Street Credentials, se nomme cet album sorti l'an passé (un autre, intitulé "Pray For Atlanta", est sorti plus récemment en collaboration avec 1K Phew), et son contenu est comme son titre : délectablement générique. Le thème général, ce qui unit grosso modo les paroles de ces gens, c'est qu'ils se disent indéfectiblement fidèles à la rue. Et pour appuyer leurs mots, Zaytoven déroule sa recette habituelle : les rythmes épileptiques de la trap s'agrémentent de ces pianos gambadeurs qui, avec sa naissance en Allemagne, légitiment que Xavier Dotson ait choisi de s'identifier à Beethoven.
La formule n'est pas uniforme, pourtant. La trap music est chantante et tourmentée sur le "Old Me" de Yella Beezy, la voix âpre de G Herbo s'impose sur "How I'm Playing, et "Lightning", avec OJ Da Juiceman et Bobby Fishscale, est exquisement lancinant. Cela marche bien quand Zaytoven s'acoquine avec cet autre porteur du flambeau trap qu'est Young Scooter, ou qu'il le fait avec d'autres rappeurs confirmés tels que Young Dro sur les très bons "Monyuns" et "Yessir", et Doe Boy sur "Honest". Mais quand il s'appuie sur celui qui s'affirme comme le meilleur héritier de la trap, Cootie, à son aise sur "Let's Get It", c'est aussi très gratifiant.

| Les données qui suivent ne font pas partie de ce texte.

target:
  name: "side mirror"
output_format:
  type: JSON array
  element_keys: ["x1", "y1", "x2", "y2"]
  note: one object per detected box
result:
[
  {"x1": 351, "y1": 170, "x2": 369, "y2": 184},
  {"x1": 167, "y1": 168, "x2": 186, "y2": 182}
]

Bref, ce n'est rien que de la routine. Tout ici a déjà existé, souvent en version supérieure, et certaines greffes font des rejets, par exemple celle du style de Detroit représenté par Payroll Giovanni sur le dispensable "Trust Low". Mais Street Credentials est globalement plaisant. Ce qui confirme ce que tous les gens qui ont vécu savent déjà : être un vieux con nostalgique peut apporter des satisfactions, parfois.